The original title of this delightful comedy was Sir John Falstaff and the Merry Wives of Windsor. This is hugely significant because the play is largely a vehicle or an excuse for the lampooning of the character of Falstaff, who had made his first appearance in Henry IV, Part 1. In that play, Falstaff’s character had originally been named Sir John Oldcastle. Oldcastle had been one of the leaders of the Lollards, a proto-Protestant sect instituted by John Wyclif.

Sir John Oldcastle led a failed rebellion in 1417 to overthrow the king and was subsequently hanged. He was later immortalized as a Protestant martyr in John Foxe’s Book of Martyrs, published in 1563. It is, therefore, hardly surprising that Shakespeare’s depiction of Oldcastle as a disreputable drunk and coward should outrage the Protestants of his time.
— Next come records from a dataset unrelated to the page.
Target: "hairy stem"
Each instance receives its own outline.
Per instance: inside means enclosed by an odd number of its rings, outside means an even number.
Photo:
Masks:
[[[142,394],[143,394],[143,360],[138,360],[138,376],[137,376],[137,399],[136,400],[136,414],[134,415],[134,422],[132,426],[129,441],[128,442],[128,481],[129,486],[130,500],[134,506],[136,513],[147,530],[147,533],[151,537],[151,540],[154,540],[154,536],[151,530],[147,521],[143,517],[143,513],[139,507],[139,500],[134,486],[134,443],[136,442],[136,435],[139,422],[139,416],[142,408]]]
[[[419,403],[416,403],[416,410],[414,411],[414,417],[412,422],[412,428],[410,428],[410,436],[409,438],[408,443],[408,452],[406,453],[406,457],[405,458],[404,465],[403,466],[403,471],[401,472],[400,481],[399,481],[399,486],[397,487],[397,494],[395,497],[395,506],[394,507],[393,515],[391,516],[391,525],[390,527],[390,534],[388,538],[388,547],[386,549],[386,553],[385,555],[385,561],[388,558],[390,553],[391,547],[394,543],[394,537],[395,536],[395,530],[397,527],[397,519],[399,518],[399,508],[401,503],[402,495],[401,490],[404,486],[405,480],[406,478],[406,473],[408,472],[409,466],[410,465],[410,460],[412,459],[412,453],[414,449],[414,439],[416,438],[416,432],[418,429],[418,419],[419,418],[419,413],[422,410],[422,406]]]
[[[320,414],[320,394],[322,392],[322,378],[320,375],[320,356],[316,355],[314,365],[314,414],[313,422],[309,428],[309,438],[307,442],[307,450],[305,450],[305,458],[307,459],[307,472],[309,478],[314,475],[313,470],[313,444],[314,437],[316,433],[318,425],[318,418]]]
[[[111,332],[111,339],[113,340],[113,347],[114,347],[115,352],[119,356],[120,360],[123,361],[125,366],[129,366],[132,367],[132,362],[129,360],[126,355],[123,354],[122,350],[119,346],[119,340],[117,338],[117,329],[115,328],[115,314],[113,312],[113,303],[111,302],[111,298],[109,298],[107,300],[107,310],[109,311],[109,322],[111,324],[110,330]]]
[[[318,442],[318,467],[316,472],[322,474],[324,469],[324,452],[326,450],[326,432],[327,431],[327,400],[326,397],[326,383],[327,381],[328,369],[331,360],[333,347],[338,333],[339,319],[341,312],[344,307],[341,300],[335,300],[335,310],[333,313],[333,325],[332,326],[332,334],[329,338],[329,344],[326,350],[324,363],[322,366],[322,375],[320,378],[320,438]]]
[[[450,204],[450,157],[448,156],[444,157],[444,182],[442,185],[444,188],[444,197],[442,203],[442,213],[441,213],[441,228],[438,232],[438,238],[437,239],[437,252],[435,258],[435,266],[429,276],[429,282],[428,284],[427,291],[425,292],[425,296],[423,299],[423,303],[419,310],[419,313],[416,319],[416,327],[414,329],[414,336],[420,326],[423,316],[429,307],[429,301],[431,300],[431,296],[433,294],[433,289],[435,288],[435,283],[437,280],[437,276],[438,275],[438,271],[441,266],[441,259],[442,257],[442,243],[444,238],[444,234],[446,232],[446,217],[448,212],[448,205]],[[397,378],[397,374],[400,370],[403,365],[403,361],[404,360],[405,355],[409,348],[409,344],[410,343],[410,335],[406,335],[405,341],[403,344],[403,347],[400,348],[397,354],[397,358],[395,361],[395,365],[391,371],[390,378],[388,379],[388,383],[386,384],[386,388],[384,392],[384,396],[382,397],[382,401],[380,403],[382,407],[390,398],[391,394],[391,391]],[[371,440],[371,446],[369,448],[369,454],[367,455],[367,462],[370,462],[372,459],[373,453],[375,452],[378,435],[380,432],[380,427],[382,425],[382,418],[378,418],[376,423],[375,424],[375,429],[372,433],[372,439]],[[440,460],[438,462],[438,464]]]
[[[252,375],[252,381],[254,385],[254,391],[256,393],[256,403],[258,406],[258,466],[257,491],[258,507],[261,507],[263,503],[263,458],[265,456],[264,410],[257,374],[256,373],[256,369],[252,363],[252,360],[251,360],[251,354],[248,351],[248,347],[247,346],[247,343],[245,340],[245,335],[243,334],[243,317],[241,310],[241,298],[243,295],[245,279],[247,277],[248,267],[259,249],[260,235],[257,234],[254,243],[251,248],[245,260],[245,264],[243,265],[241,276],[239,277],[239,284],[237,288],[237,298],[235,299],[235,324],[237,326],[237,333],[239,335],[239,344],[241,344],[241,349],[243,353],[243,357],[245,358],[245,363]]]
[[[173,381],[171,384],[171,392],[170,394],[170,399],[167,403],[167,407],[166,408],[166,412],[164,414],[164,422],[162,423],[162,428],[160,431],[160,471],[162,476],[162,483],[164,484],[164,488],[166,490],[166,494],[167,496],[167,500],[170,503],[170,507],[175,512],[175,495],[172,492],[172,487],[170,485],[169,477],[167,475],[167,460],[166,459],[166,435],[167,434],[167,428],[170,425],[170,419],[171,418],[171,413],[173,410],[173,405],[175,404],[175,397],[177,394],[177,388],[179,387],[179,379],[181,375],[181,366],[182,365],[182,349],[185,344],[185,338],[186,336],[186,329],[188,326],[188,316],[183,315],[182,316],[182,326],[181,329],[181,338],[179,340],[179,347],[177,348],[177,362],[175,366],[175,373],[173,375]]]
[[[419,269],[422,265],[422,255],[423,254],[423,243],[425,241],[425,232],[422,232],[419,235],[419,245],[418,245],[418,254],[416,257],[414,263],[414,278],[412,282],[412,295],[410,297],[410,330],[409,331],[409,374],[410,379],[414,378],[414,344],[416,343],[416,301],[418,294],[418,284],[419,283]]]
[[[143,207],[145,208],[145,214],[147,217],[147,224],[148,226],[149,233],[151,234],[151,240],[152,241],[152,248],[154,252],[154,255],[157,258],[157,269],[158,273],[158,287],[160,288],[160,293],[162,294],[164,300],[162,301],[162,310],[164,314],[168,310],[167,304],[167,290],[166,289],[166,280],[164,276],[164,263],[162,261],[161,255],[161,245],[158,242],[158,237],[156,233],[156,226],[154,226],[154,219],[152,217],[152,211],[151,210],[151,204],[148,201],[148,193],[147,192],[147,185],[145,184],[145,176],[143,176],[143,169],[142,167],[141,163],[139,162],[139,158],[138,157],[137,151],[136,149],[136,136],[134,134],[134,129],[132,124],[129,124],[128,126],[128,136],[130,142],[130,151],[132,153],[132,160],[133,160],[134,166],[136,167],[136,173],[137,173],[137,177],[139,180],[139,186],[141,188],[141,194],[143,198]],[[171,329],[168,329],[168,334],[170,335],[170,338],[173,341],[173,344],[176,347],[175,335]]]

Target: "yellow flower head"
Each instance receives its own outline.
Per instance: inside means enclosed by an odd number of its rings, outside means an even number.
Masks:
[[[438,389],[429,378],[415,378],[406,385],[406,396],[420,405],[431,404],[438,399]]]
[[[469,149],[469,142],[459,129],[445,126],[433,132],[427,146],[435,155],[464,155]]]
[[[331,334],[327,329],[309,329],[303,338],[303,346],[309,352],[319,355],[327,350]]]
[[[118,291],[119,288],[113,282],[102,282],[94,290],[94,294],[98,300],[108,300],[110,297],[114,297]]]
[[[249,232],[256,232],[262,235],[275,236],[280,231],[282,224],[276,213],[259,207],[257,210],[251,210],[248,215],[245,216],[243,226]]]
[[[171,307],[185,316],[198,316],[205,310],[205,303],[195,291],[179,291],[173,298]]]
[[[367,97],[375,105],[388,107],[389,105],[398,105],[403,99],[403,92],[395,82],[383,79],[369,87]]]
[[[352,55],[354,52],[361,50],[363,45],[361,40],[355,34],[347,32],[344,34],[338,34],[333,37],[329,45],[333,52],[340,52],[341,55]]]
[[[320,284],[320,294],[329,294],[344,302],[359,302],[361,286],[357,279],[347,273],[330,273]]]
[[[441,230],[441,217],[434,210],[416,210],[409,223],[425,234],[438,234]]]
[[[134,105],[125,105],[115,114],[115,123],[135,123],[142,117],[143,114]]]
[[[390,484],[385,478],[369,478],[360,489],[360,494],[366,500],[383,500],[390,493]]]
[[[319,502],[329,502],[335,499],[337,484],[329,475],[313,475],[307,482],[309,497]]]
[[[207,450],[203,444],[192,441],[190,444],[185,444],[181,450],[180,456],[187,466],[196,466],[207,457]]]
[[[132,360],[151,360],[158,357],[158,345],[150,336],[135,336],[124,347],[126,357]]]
Bowing to pressure, the character’s name was changed to Sir John Falstaff, although Shakespeare has Prince Hal refer to him as “my old lad of the castle,” keeping the provocative connection alive, albeit only allusively.

In Henry IV, Part 2, Prince Hal’s conversion and rite of passage from dissolute youth to the fullness of responsible kingship, following his accession to the throne as Henry V, is made manifest in his professed rejection of Falstaff and his degenerate lifestyle. “I know thee not old man,” he tells him. “Fall to thy prayers.”